Developing applications using the IBM CICS SDK for Java

CICS Explorer® includes the IBM® CICS® SDK for Java™ and optionally the IBM CICS SDK for Java EE and Liberty. This IBM CICS SDK for Java provides an environment for developing and deploying Java applications to CICS, including support for OSGi and web projects.

If you want to develop Java applications without using the SDK, see Developing applications using Maven or Gradle.

You can use the IBM CICS SDK for Java to create new applications, or repackage existing Java applications to comply with the OSGi specification. OSGi provides a mechanism for developing applications by using a component model and deploying those applications to a framework as OSGi bundles. An OSGi bundle is the unit of deployment for an application and contains version information, dependencies, and application code. The main benefit of OSGi is that you can create applications from reusable components that are accessed only through well-defined interfaces called Java packages. You can then use OSGi services to access the Java packages. You can also manage the lifecycle and dependencies of Java applications in a granular way. For information about developing applications with OSGi, see OSGi Alliance.

You can use the IBM CICS SDK for Java to develop a Java application to run in any supported release of CICS. Different releases of CICS support different versions of Java, and the JCICS API is also extended in later releases to support more features of CICS. To avoid use of the wrong classes, the IBM CICS SDK for Java provides a feature to set up a target platform or project libraries.
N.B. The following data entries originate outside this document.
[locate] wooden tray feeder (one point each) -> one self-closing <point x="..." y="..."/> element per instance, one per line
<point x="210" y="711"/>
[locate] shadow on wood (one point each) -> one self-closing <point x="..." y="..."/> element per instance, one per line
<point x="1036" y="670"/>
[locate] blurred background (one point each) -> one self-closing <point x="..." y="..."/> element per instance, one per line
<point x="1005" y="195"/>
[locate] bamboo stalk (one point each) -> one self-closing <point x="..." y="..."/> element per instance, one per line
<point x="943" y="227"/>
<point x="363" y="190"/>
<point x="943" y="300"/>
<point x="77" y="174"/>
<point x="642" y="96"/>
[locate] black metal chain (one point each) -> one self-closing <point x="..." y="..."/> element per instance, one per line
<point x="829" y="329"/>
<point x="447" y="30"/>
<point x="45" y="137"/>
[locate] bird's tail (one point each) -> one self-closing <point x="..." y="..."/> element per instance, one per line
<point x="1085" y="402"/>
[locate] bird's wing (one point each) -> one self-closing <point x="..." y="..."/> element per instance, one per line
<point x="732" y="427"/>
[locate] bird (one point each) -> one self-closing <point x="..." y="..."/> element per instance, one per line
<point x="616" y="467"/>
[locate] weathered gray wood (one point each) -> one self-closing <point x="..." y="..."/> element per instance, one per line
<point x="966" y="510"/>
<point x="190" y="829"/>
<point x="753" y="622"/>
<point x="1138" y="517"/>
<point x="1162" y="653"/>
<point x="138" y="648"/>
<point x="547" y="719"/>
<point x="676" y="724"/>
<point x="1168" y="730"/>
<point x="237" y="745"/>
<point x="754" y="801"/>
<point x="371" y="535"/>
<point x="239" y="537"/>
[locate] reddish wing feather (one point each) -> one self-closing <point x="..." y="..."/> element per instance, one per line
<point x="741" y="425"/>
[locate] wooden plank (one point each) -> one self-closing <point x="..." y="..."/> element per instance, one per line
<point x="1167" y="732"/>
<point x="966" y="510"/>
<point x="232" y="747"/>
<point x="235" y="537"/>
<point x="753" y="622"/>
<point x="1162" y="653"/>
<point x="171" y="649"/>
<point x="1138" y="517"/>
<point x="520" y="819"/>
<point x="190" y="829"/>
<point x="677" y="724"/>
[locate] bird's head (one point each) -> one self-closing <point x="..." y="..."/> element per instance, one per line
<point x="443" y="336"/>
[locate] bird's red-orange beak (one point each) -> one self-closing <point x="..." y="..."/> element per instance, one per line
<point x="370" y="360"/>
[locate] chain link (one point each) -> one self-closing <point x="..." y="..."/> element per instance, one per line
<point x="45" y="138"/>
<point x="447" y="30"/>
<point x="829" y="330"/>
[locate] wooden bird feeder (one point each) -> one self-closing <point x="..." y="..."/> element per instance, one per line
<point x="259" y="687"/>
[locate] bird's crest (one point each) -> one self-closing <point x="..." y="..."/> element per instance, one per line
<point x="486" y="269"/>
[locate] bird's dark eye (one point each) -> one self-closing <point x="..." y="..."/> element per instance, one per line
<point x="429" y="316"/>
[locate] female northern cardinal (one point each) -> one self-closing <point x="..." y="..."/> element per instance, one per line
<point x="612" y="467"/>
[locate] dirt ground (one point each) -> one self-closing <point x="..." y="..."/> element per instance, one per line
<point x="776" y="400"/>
You can define which release of CICS you are developing for, and the IBM CICS SDK for Java automatically hides the Java classes that you cannot use.
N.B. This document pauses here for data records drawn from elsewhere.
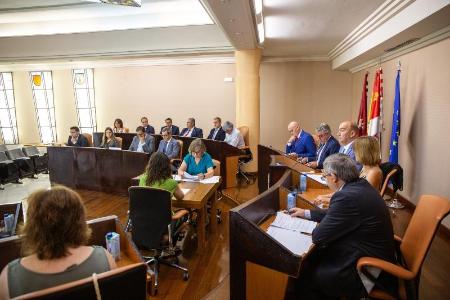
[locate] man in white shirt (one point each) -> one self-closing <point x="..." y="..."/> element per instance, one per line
<point x="232" y="135"/>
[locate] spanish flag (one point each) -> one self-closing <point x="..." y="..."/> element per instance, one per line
<point x="375" y="105"/>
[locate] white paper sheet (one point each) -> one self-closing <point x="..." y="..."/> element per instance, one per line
<point x="285" y="221"/>
<point x="296" y="242"/>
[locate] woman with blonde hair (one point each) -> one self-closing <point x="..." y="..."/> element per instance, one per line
<point x="54" y="241"/>
<point x="367" y="153"/>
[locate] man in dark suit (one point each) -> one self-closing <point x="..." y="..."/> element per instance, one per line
<point x="301" y="143"/>
<point x="217" y="133"/>
<point x="168" y="145"/>
<point x="328" y="145"/>
<point x="147" y="128"/>
<point x="76" y="139"/>
<point x="173" y="129"/>
<point x="191" y="130"/>
<point x="356" y="224"/>
<point x="142" y="142"/>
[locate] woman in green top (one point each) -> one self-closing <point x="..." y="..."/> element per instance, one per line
<point x="158" y="174"/>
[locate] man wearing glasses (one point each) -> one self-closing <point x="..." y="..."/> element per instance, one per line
<point x="142" y="142"/>
<point x="356" y="224"/>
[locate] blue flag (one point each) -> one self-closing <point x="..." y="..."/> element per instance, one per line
<point x="393" y="151"/>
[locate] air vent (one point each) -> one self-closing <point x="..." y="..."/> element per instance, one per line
<point x="405" y="43"/>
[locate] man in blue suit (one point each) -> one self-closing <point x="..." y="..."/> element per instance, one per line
<point x="173" y="129"/>
<point x="217" y="133"/>
<point x="301" y="143"/>
<point x="328" y="145"/>
<point x="168" y="145"/>
<point x="148" y="128"/>
<point x="142" y="142"/>
<point x="191" y="130"/>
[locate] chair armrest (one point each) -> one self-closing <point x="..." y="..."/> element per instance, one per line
<point x="386" y="266"/>
<point x="180" y="213"/>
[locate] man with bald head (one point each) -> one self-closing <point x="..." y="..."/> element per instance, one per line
<point x="301" y="143"/>
<point x="348" y="132"/>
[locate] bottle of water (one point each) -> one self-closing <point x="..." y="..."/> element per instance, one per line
<point x="302" y="183"/>
<point x="291" y="200"/>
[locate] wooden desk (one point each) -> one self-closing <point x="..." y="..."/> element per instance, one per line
<point x="221" y="151"/>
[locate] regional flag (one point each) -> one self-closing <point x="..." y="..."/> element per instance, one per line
<point x="375" y="105"/>
<point x="393" y="151"/>
<point x="362" y="116"/>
If you are using the Liberty JVM server, the IBM CICS SDK for Java can help you work with Dynamic Web Projects and OSGi Application Projects. You can create an application that has a modern web layer and business logic that uses JCICS to access CICS services. If your web application needs to access code from another OSGi bundle, it must be deployed as an OSGi Application Project (EBA file). You must either include the other OSGi bundle in the application manifest, or install the other bundle in the Liberty bundle_repository as a common library. The EBA file must include a web-enabled OSGi bundle (WAB file) to provide the entry point to the application and to expose it as a URL to a web browser.